The matter of vapor pressure is important relating to the function and operation of gasoline-powered, especially carbureted, vehicles and is also important for many other reasons. High levels of vaporization are desirable for winter starting and operation and lower levels are desirable in avoiding vapor lock during summer heat. Fuel cannot be pumped when there is vapor in the fuel line (summer) and winter starting will be more difficult when liquid gasoline in the combustion chambers has not vaporized.
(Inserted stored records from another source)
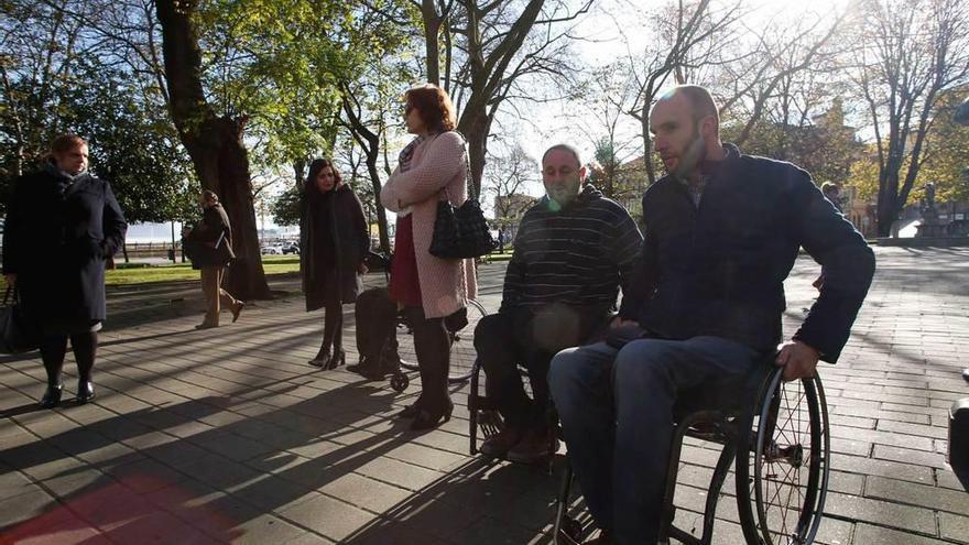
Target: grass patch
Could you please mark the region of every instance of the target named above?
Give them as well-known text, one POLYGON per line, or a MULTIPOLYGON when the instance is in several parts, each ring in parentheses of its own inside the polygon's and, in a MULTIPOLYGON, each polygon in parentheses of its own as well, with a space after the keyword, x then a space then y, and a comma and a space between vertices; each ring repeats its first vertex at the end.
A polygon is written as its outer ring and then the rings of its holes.
MULTIPOLYGON (((137 266, 137 263, 122 265, 107 271, 105 283, 145 284, 149 282, 179 282, 198 280, 199 273, 192 269, 192 263, 168 263, 164 265, 137 266)), ((300 271, 300 258, 294 255, 263 255, 262 268, 266 275, 287 274, 300 271)))

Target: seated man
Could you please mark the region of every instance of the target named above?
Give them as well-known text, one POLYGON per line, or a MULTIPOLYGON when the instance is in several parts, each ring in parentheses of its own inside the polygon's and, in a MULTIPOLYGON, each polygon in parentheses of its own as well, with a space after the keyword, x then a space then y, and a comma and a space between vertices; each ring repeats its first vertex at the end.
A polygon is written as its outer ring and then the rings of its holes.
POLYGON ((481 451, 530 462, 548 456, 548 361, 605 328, 639 254, 642 236, 629 212, 583 185, 578 152, 554 145, 542 157, 546 195, 522 218, 498 314, 475 330, 486 391, 505 426, 481 451), (529 369, 533 400, 516 366, 529 369))
POLYGON ((775 349, 801 247, 826 276, 776 359, 788 380, 838 359, 874 272, 864 239, 806 172, 720 143, 703 87, 664 95, 650 130, 668 175, 643 196, 642 257, 613 323, 642 333, 564 350, 549 371, 600 544, 657 542, 676 393, 740 378, 775 349))

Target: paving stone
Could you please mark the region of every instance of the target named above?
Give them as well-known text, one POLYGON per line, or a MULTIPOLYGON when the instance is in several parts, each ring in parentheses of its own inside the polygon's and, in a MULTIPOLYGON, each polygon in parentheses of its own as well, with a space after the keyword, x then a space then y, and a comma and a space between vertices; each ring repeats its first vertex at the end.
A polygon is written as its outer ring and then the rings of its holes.
POLYGON ((935 513, 925 508, 829 493, 825 509, 841 516, 882 526, 913 530, 924 534, 936 532, 935 513))
POLYGON ((854 543, 858 545, 944 545, 946 542, 908 532, 859 523, 854 528, 854 543))
POLYGON ((52 506, 56 506, 54 498, 36 486, 13 498, 0 500, 0 528, 39 516, 52 506))
POLYGON ((938 453, 923 453, 910 448, 894 448, 884 445, 874 446, 874 457, 883 460, 895 460, 905 464, 947 469, 945 455, 938 453))
POLYGON ((868 477, 864 486, 864 495, 933 508, 939 511, 949 511, 951 513, 969 513, 969 494, 963 491, 916 484, 883 477, 868 477))
MULTIPOLYGON (((963 510, 962 513, 969 513, 969 510, 963 510)), ((946 539, 969 543, 969 516, 939 513, 939 531, 946 539)))
POLYGON ((279 513, 284 520, 339 542, 360 532, 377 515, 325 495, 314 498, 279 513))

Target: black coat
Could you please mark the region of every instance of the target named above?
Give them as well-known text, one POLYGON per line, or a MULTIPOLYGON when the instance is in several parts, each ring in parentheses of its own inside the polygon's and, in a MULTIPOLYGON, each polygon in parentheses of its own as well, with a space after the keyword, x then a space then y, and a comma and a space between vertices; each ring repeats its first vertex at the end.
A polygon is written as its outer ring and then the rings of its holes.
POLYGON ((42 324, 105 319, 105 260, 128 224, 111 186, 53 165, 14 182, 3 230, 3 273, 17 274, 24 310, 42 324))
POLYGON ((226 266, 236 259, 232 251, 232 226, 222 205, 206 208, 185 241, 192 246, 192 268, 226 266))
POLYGON ((325 195, 311 192, 304 193, 300 218, 300 271, 306 310, 316 310, 335 296, 342 303, 357 299, 362 288, 357 270, 370 251, 370 233, 349 186, 325 195))
POLYGON ((671 176, 646 190, 642 258, 620 316, 666 338, 711 335, 772 349, 784 279, 804 247, 824 265, 825 284, 794 338, 835 362, 871 284, 874 253, 806 172, 725 148, 698 208, 671 176))

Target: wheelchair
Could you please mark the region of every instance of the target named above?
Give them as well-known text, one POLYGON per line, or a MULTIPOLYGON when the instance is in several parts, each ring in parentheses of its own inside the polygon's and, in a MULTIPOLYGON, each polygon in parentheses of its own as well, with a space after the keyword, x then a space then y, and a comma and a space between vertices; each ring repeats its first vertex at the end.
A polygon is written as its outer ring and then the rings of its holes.
MULTIPOLYGON (((367 264, 371 269, 382 269, 384 277, 390 281, 390 257, 370 252, 367 264)), ((448 372, 449 384, 462 384, 471 377, 475 364, 475 327, 488 313, 477 301, 469 299, 467 308, 467 325, 448 328, 451 337, 450 369, 448 372)), ((448 326, 445 321, 445 326, 448 326)), ((359 327, 359 326, 358 326, 359 327)), ((413 330, 407 324, 403 312, 398 310, 394 316, 394 335, 386 338, 380 349, 380 366, 382 369, 392 370, 390 386, 395 392, 403 392, 411 384, 409 371, 417 371, 417 355, 414 350, 413 330)))
MULTIPOLYGON (((612 319, 616 317, 617 313, 610 312, 606 316, 602 317, 602 324, 598 327, 587 339, 585 339, 584 345, 591 345, 601 340, 605 337, 606 330, 609 328, 609 324, 612 323, 612 319)), ((525 384, 525 391, 532 395, 532 381, 529 377, 529 370, 524 366, 518 366, 519 372, 522 374, 522 379, 525 384)), ((501 432, 504 426, 504 422, 501 418, 501 415, 498 412, 498 405, 494 400, 488 397, 487 394, 481 393, 481 373, 483 371, 483 363, 480 360, 476 360, 473 367, 470 372, 470 388, 468 390, 468 439, 470 442, 468 451, 471 456, 478 455, 478 432, 482 432, 483 438, 487 439, 492 435, 497 435, 501 432)), ((552 404, 552 397, 549 394, 548 397, 548 406, 545 408, 545 418, 548 424, 548 429, 552 430, 553 442, 563 442, 562 436, 562 426, 558 423, 558 413, 555 411, 555 405, 552 404)), ((552 461, 554 458, 554 448, 553 456, 549 459, 545 460, 547 462, 547 471, 552 473, 552 461)))
MULTIPOLYGON (((820 379, 791 382, 783 369, 769 362, 745 379, 742 399, 737 389, 699 386, 684 390, 674 406, 674 435, 667 465, 660 543, 676 539, 709 545, 720 490, 734 466, 736 500, 748 545, 799 545, 814 542, 825 508, 830 471, 828 411, 820 379), (728 400, 730 393, 734 395, 728 400), (673 503, 685 437, 722 445, 710 478, 699 537, 676 527, 673 503)), ((580 543, 583 527, 569 516, 574 475, 566 464, 556 498, 553 542, 580 543)))

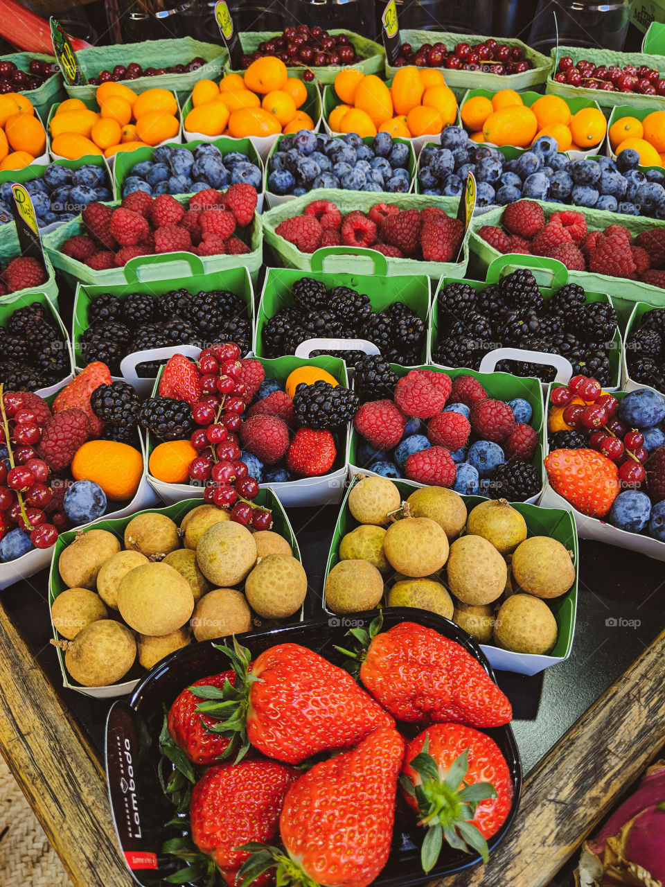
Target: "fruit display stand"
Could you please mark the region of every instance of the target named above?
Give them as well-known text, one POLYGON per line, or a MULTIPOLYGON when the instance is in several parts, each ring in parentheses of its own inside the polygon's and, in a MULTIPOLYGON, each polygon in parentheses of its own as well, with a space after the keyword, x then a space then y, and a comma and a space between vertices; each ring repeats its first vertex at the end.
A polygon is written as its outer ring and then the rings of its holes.
MULTIPOLYGON (((501 255, 495 259, 488 268, 487 277, 484 283, 479 282, 478 280, 469 280, 465 279, 465 283, 467 283, 470 287, 473 287, 476 292, 481 292, 486 287, 491 284, 497 283, 501 279, 505 274, 509 274, 512 271, 515 270, 515 267, 519 264, 520 268, 529 268, 534 275, 537 275, 541 279, 544 278, 545 275, 549 278, 549 283, 551 286, 539 286, 538 289, 543 294, 543 297, 545 301, 545 304, 552 297, 553 294, 564 287, 569 279, 569 271, 566 266, 560 263, 557 262, 556 259, 548 259, 544 256, 520 256, 520 261, 518 263, 516 261, 516 256, 510 255, 501 255)), ((434 364, 435 366, 443 366, 442 364, 437 364, 434 359, 434 352, 436 346, 439 344, 440 334, 439 334, 439 294, 442 289, 446 287, 449 283, 457 283, 457 280, 450 279, 448 278, 442 278, 439 282, 439 286, 436 290, 436 294, 434 295, 434 301, 432 302, 432 310, 430 312, 430 322, 429 330, 427 336, 427 362, 434 364)), ((606 295, 604 293, 592 293, 589 290, 585 290, 586 302, 608 302, 610 305, 614 304, 613 300, 609 295, 606 295)), ((622 357, 623 355, 622 336, 620 331, 617 329, 614 333, 614 338, 613 340, 613 349, 610 350, 608 357, 610 362, 610 370, 612 373, 612 384, 606 387, 607 391, 616 391, 620 388, 622 383, 622 357)), ((485 357, 482 358, 481 364, 480 371, 483 373, 490 373, 496 362, 502 359, 520 359, 514 354, 504 354, 507 349, 505 348, 496 349, 494 351, 489 351, 485 357), (490 364, 491 357, 491 366, 490 364)), ((511 351, 516 350, 515 349, 510 349, 511 351)), ((545 353, 540 353, 536 351, 529 351, 528 360, 530 363, 542 363, 545 365, 555 365, 550 361, 550 357, 559 357, 559 355, 547 355, 545 353)), ((565 370, 565 375, 562 378, 558 378, 558 381, 567 383, 570 379, 571 366, 570 363, 566 360, 565 364, 567 366, 563 367, 565 370)), ((445 368, 445 367, 444 367, 445 368)), ((446 372, 448 369, 446 368, 446 372)), ((547 383, 543 383, 543 392, 547 394, 548 391, 547 383)))
MULTIPOLYGON (((390 366, 398 379, 402 379, 412 369, 434 370, 435 373, 445 373, 447 376, 450 376, 450 379, 453 380, 457 379, 458 376, 473 376, 474 379, 478 380, 490 397, 496 397, 497 400, 507 402, 509 400, 513 400, 516 397, 523 397, 524 400, 528 402, 533 411, 533 414, 528 424, 538 435, 538 444, 536 444, 536 452, 534 453, 532 461, 536 467, 539 470, 543 485, 544 485, 544 467, 543 466, 543 459, 545 455, 546 428, 544 420, 544 408, 543 404, 543 392, 540 382, 537 379, 512 376, 509 373, 476 373, 474 370, 466 369, 443 370, 442 367, 436 365, 405 367, 400 366, 399 364, 391 364, 390 366)), ((353 428, 351 430, 351 437, 348 446, 348 473, 352 478, 356 475, 375 474, 375 472, 371 471, 368 467, 360 464, 361 459, 359 458, 359 446, 362 441, 363 438, 360 434, 356 430, 356 428, 353 428)), ((409 481, 408 483, 413 488, 426 486, 425 483, 417 483, 413 481, 409 481)), ((540 492, 536 493, 535 496, 528 498, 527 502, 537 502, 540 495, 540 492)), ((488 497, 479 497, 479 498, 487 498, 488 497)))
MULTIPOLYGON (((314 121, 314 130, 315 132, 318 130, 321 125, 321 93, 318 90, 318 87, 314 82, 305 82, 305 89, 307 90, 307 98, 301 108, 299 111, 304 111, 305 114, 309 114, 311 119, 314 121)), ((192 102, 192 95, 190 95, 183 106, 183 122, 187 117, 187 114, 193 108, 192 102)), ((225 136, 230 141, 236 143, 239 139, 233 138, 231 136, 225 136)), ((247 136, 246 137, 256 148, 261 159, 265 161, 268 158, 268 154, 270 153, 272 145, 275 144, 275 140, 278 136, 247 136)), ((184 129, 183 125, 183 139, 185 142, 214 142, 215 139, 219 138, 219 136, 206 136, 202 132, 189 132, 184 129)))
MULTIPOLYGON (((466 43, 471 46, 481 43, 486 37, 481 37, 477 34, 453 34, 448 31, 419 31, 412 28, 400 28, 400 40, 403 43, 410 43, 414 49, 422 46, 423 43, 445 43, 450 49, 459 43, 466 43)), ((496 92, 497 90, 515 90, 520 91, 527 90, 531 86, 544 83, 547 75, 550 73, 552 62, 544 56, 542 52, 527 46, 521 40, 504 39, 501 43, 506 46, 520 49, 524 53, 524 59, 533 63, 533 67, 528 71, 520 74, 490 74, 488 71, 462 71, 452 70, 442 67, 438 68, 446 79, 446 85, 450 86, 458 99, 460 99, 468 90, 469 85, 478 83, 482 89, 491 90, 496 92)), ((388 64, 386 61, 386 78, 394 77, 399 71, 399 67, 388 64)))
MULTIPOLYGON (((184 148, 185 151, 194 152, 200 145, 203 145, 204 142, 199 140, 194 142, 184 142, 184 144, 170 142, 167 144, 167 147, 173 148, 184 148)), ((207 143, 205 143, 207 144, 207 143)), ((225 136, 219 138, 215 138, 212 144, 219 148, 223 154, 227 154, 231 151, 239 151, 242 153, 247 155, 252 163, 255 163, 262 172, 263 171, 263 161, 259 156, 254 143, 249 138, 228 138, 225 136)), ((135 151, 121 151, 115 158, 115 163, 113 168, 113 181, 114 185, 114 194, 113 197, 116 200, 122 200, 122 184, 129 175, 132 167, 136 166, 137 163, 142 163, 144 161, 152 161, 153 155, 155 153, 155 148, 142 147, 137 148, 135 151)), ((261 213, 263 211, 263 194, 262 192, 256 192, 256 210, 261 213)))
MULTIPOLYGON (((300 550, 298 548, 295 535, 291 524, 289 523, 286 513, 282 508, 278 498, 270 490, 263 490, 257 496, 256 502, 257 504, 262 505, 272 511, 276 532, 278 532, 286 539, 293 549, 293 557, 298 561, 301 561, 300 550)), ((196 498, 179 498, 177 502, 165 508, 153 508, 151 507, 152 503, 145 502, 140 505, 137 505, 130 509, 123 509, 123 511, 119 513, 117 515, 112 514, 108 517, 103 517, 93 522, 92 523, 87 524, 83 528, 83 531, 85 531, 85 530, 106 530, 121 540, 125 528, 129 524, 129 521, 131 521, 132 518, 136 517, 137 514, 157 512, 160 514, 166 514, 167 517, 170 517, 179 525, 184 515, 200 505, 200 499, 196 498)), ((80 532, 81 529, 82 528, 80 527, 76 527, 74 530, 68 530, 66 532, 61 533, 58 537, 55 546, 53 546, 52 551, 51 549, 49 550, 49 553, 52 553, 51 561, 51 574, 49 578, 49 608, 51 608, 58 595, 61 592, 64 592, 66 588, 66 585, 63 582, 58 570, 58 561, 59 561, 60 555, 65 548, 71 545, 76 538, 76 536, 80 532)), ((302 618, 301 613, 301 618, 302 618)), ((51 628, 53 637, 58 638, 59 634, 53 625, 52 619, 51 628)), ((130 671, 128 675, 126 675, 127 679, 123 680, 121 683, 112 684, 107 687, 82 687, 67 673, 65 666, 65 655, 59 648, 57 648, 57 653, 60 670, 62 671, 63 687, 66 689, 76 690, 77 692, 82 693, 87 696, 94 696, 98 699, 113 699, 116 696, 127 695, 128 693, 130 693, 134 689, 142 676, 145 674, 145 671, 141 668, 137 663, 135 663, 130 671)))
MULTIPOLYGON (((380 255, 380 253, 375 255, 380 255)), ((381 256, 383 258, 383 256, 381 256)), ((315 280, 332 289, 334 287, 349 287, 357 293, 366 295, 373 311, 383 311, 395 302, 403 302, 424 322, 426 327, 429 318, 431 282, 425 275, 414 274, 409 278, 387 277, 385 267, 377 262, 374 274, 329 274, 325 271, 311 271, 315 280), (383 271, 383 273, 382 273, 383 271)), ((303 277, 301 271, 286 268, 269 268, 266 271, 261 301, 256 312, 256 326, 254 337, 254 352, 258 357, 266 357, 263 344, 263 330, 275 314, 287 305, 293 305, 291 291, 296 280, 303 277)), ((345 340, 328 340, 328 344, 320 347, 350 348, 345 340)), ((303 343, 306 344, 306 343, 303 343)), ((319 346, 317 346, 317 348, 319 346)), ((422 359, 426 362, 426 343, 423 343, 422 359)))
MULTIPOLYGON (((343 138, 344 136, 342 133, 338 133, 336 135, 333 135, 332 137, 343 138)), ((270 153, 266 157, 265 169, 263 170, 263 192, 265 193, 265 199, 266 199, 266 203, 268 205, 267 206, 268 209, 272 209, 273 207, 278 207, 282 203, 288 203, 289 200, 295 200, 295 197, 293 194, 273 194, 271 191, 268 190, 268 177, 270 176, 270 170, 268 169, 268 165, 270 161, 270 157, 272 156, 272 154, 274 154, 276 151, 279 151, 279 142, 281 141, 282 138, 284 138, 284 136, 278 136, 277 141, 270 148, 270 153)), ((374 141, 373 136, 365 136, 363 138, 364 145, 372 145, 372 143, 373 141, 374 141)), ((416 153, 413 150, 413 145, 411 143, 411 140, 409 138, 398 138, 397 137, 395 136, 393 137, 393 141, 402 142, 403 145, 409 145, 409 162, 407 165, 407 169, 409 170, 409 178, 411 179, 411 186, 409 188, 408 192, 411 192, 413 190, 413 183, 415 181, 416 168, 417 168, 416 153)))
MULTIPOLYGON (((275 379, 284 386, 286 379, 299 366, 316 366, 325 370, 338 381, 340 385, 348 387, 347 367, 343 360, 322 355, 319 357, 284 357, 267 359, 260 357, 261 365, 265 370, 266 378, 275 379)), ((157 396, 161 373, 155 380, 153 396, 157 396)), ((348 464, 349 432, 345 427, 339 432, 340 443, 337 447, 337 458, 331 470, 317 477, 301 477, 295 481, 279 481, 261 483, 262 490, 270 489, 278 497, 285 507, 301 507, 331 505, 339 502, 344 493, 347 479, 347 465, 348 464)), ((152 433, 146 435, 148 459, 157 442, 152 433)), ((167 483, 148 474, 148 481, 167 504, 179 502, 184 497, 203 497, 203 488, 189 483, 167 483)))
MULTIPOLYGON (((340 507, 340 514, 335 524, 332 543, 325 566, 325 578, 335 564, 340 561, 340 543, 342 537, 350 533, 359 525, 348 508, 348 496, 357 480, 356 478, 351 481, 340 507)), ((411 481, 393 481, 393 483, 399 490, 403 501, 405 501, 415 490, 422 486, 421 483, 413 483, 411 481)), ((462 498, 469 512, 475 506, 485 501, 481 496, 463 496, 462 498)), ((514 502, 512 505, 527 522, 528 536, 549 536, 560 542, 567 550, 573 552, 573 562, 575 567, 575 580, 570 590, 562 597, 548 601, 556 618, 558 629, 557 643, 552 653, 547 655, 513 653, 511 650, 496 647, 494 644, 480 645, 492 668, 503 671, 516 671, 518 674, 534 675, 567 659, 573 648, 577 610, 577 571, 579 569, 577 533, 575 521, 568 511, 560 508, 541 508, 525 502, 514 502)), ((324 593, 324 608, 331 616, 334 615, 326 603, 325 593, 324 593)))
MULTIPOLYGON (((364 37, 362 34, 356 34, 354 31, 347 31, 340 27, 331 27, 328 30, 328 34, 331 37, 336 37, 340 34, 346 34, 348 37, 348 43, 356 50, 356 54, 362 56, 362 58, 360 61, 356 61, 348 66, 322 65, 311 67, 310 70, 318 83, 321 85, 332 83, 340 71, 343 70, 345 67, 352 67, 356 71, 362 71, 363 74, 382 74, 386 61, 386 51, 380 43, 364 37)), ((258 50, 259 43, 272 40, 274 37, 279 37, 281 36, 281 33, 275 31, 240 31, 239 36, 243 52, 245 55, 251 56, 254 51, 258 50)), ((308 70, 308 66, 304 63, 300 65, 287 65, 286 68, 289 77, 301 78, 305 71, 308 70)), ((226 70, 239 75, 243 73, 240 69, 232 68, 229 61, 226 62, 226 70)))
MULTIPOLYGON (((206 64, 194 71, 184 74, 160 74, 153 77, 137 77, 123 81, 135 92, 161 89, 175 92, 179 99, 194 88, 201 77, 217 77, 223 69, 226 51, 218 43, 204 43, 192 37, 174 40, 145 40, 137 43, 116 43, 112 46, 90 46, 79 50, 76 59, 86 80, 96 77, 100 71, 113 71, 116 65, 127 66, 139 61, 144 68, 163 67, 164 65, 187 65, 192 59, 201 58, 206 64)), ((65 85, 70 98, 84 102, 94 99, 97 87, 83 83, 81 86, 65 85)))
MULTIPOLYGON (((56 60, 54 56, 43 55, 41 52, 12 52, 10 55, 0 56, 0 61, 12 61, 20 71, 28 71, 30 62, 34 59, 53 63, 56 60)), ((45 119, 53 102, 61 102, 66 98, 62 75, 59 73, 51 75, 36 90, 26 90, 22 95, 27 96, 40 117, 45 119)))
MULTIPOLYGON (((563 56, 569 56, 575 62, 580 59, 586 59, 597 67, 599 65, 618 65, 620 67, 623 67, 624 65, 635 65, 639 67, 640 65, 646 65, 648 67, 655 68, 661 76, 665 74, 665 57, 645 55, 642 52, 615 52, 614 50, 591 49, 587 46, 555 46, 552 50, 551 56, 552 64, 547 78, 545 92, 552 92, 563 98, 574 98, 575 96, 582 98, 592 98, 598 103, 601 108, 613 108, 615 105, 623 105, 626 101, 626 93, 616 90, 610 92, 606 90, 589 90, 583 86, 558 83, 554 80, 554 75, 559 69, 559 59, 563 56)), ((665 109, 665 96, 643 96, 634 92, 630 94, 630 101, 635 108, 651 108, 652 111, 665 109)))
MULTIPOLYGON (((184 206, 189 205, 190 199, 186 194, 177 194, 176 200, 184 206)), ((120 201, 116 200, 107 205, 115 208, 120 206, 120 201)), ((258 279, 263 257, 263 237, 261 219, 262 216, 259 213, 254 212, 254 221, 249 230, 248 246, 251 252, 246 253, 243 255, 220 255, 197 256, 193 253, 162 253, 160 255, 137 256, 136 259, 130 259, 124 268, 110 268, 108 271, 95 271, 84 263, 65 255, 59 249, 62 244, 69 239, 70 237, 74 237, 75 234, 87 233, 85 225, 80 216, 47 234, 43 239, 43 245, 53 264, 59 271, 63 272, 65 279, 72 287, 75 287, 79 281, 81 283, 98 284, 105 287, 126 283, 127 278, 125 277, 125 273, 128 265, 130 266, 130 273, 135 273, 137 279, 139 280, 164 280, 174 277, 183 277, 187 274, 187 270, 192 270, 192 263, 197 260, 198 262, 195 266, 197 273, 200 273, 199 270, 201 267, 199 263, 202 264, 203 272, 206 274, 213 271, 225 271, 227 268, 244 266, 249 271, 252 282, 255 283, 258 279), (134 269, 134 271, 131 269, 134 269)), ((8 227, 8 225, 4 227, 8 227)), ((1 232, 0 238, 2 238, 1 232)))
MULTIPOLYGON (((337 205, 343 215, 353 209, 362 209, 367 212, 374 204, 380 203, 382 200, 385 200, 386 196, 372 192, 317 188, 315 191, 310 191, 309 194, 296 197, 288 203, 274 207, 263 213, 265 242, 270 247, 279 266, 299 268, 303 271, 323 271, 324 261, 331 258, 339 260, 335 261, 334 263, 341 271, 348 271, 350 269, 358 274, 372 273, 367 270, 371 267, 367 259, 371 258, 374 269, 378 268, 379 273, 384 276, 387 274, 396 276, 426 274, 437 280, 443 275, 464 277, 469 261, 467 238, 470 229, 467 229, 465 236, 459 262, 419 262, 416 259, 394 259, 392 257, 386 259, 382 254, 379 253, 379 255, 386 262, 386 270, 384 270, 383 262, 376 257, 377 250, 375 249, 366 249, 360 247, 324 247, 314 253, 301 253, 293 243, 289 243, 288 240, 278 234, 275 230, 284 219, 301 215, 305 207, 313 200, 331 200, 337 205), (352 255, 357 256, 357 258, 351 258, 352 255)), ((426 197, 422 194, 391 194, 390 203, 399 207, 400 209, 419 210, 425 207, 439 207, 449 216, 456 216, 459 199, 456 197, 426 197)))
MULTIPOLYGON (((76 370, 81 371, 86 365, 87 361, 83 354, 82 345, 82 336, 90 326, 88 322, 89 306, 100 295, 110 293, 116 296, 120 302, 124 302, 129 293, 148 293, 153 299, 157 299, 164 293, 172 289, 187 289, 191 293, 201 290, 228 289, 236 295, 240 296, 247 309, 247 317, 252 323, 254 329, 254 293, 252 290, 252 281, 249 279, 249 272, 242 265, 239 268, 227 268, 223 271, 214 271, 206 273, 200 258, 190 253, 180 254, 182 260, 189 265, 190 273, 186 277, 168 278, 153 281, 145 281, 139 279, 137 271, 141 267, 135 264, 135 259, 130 260, 125 265, 125 282, 112 286, 91 286, 90 284, 79 284, 76 287, 76 294, 74 300, 74 321, 72 326, 72 348, 74 350, 74 360, 76 370)), ((157 256, 152 256, 157 258, 157 256)), ((157 263, 159 264, 159 263, 157 263)), ((141 377, 137 373, 137 366, 144 361, 152 361, 170 357, 172 354, 184 353, 184 348, 192 348, 192 356, 198 356, 200 348, 192 346, 176 345, 172 348, 153 349, 147 351, 136 351, 127 355, 121 362, 122 374, 112 376, 113 381, 124 380, 133 385, 141 399, 149 397, 154 387, 154 377, 141 377), (158 353, 159 352, 159 353, 158 353)))

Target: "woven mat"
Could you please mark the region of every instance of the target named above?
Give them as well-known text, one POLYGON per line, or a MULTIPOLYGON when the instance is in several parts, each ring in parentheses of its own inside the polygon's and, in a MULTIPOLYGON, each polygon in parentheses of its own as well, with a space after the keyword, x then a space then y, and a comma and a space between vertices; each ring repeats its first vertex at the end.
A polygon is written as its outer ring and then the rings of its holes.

Thus, oil refineries manipulate the Reid vapor pressure seasonally specifically to maintain gasoline engine reliability.

The Reid vapor pressure (RVP) can differ substantially from the true vapor pressure (TVP) of a liquid mixture, since (1) RVP is the vapor pressure measured at 37.8 °C (100 °F) and the TVP is a function of the temperature; (2) RVP is defined as being measured at a vapor-to-liquid ratio of 4:1, whereas the TVP of mixtures can depend on the actual vapor-to-liquid ratio; (3) RVP will include the pressure associated with the presence of dissolved water and air in the sample (which is excluded by some but not all definitions of TVP); and (4) the RVP method is applied to a sample which has had the opportunity to volatilize somewhat prior to measurement: i.e., the sample container is required to be only 70-80% full of liquid (so that whatever volatilizes into the container headspace is lost prior to analysis); the sample then again volatilizes into the headspace of the D323 test chamber before it is heated to 37.8 degrees Celsius.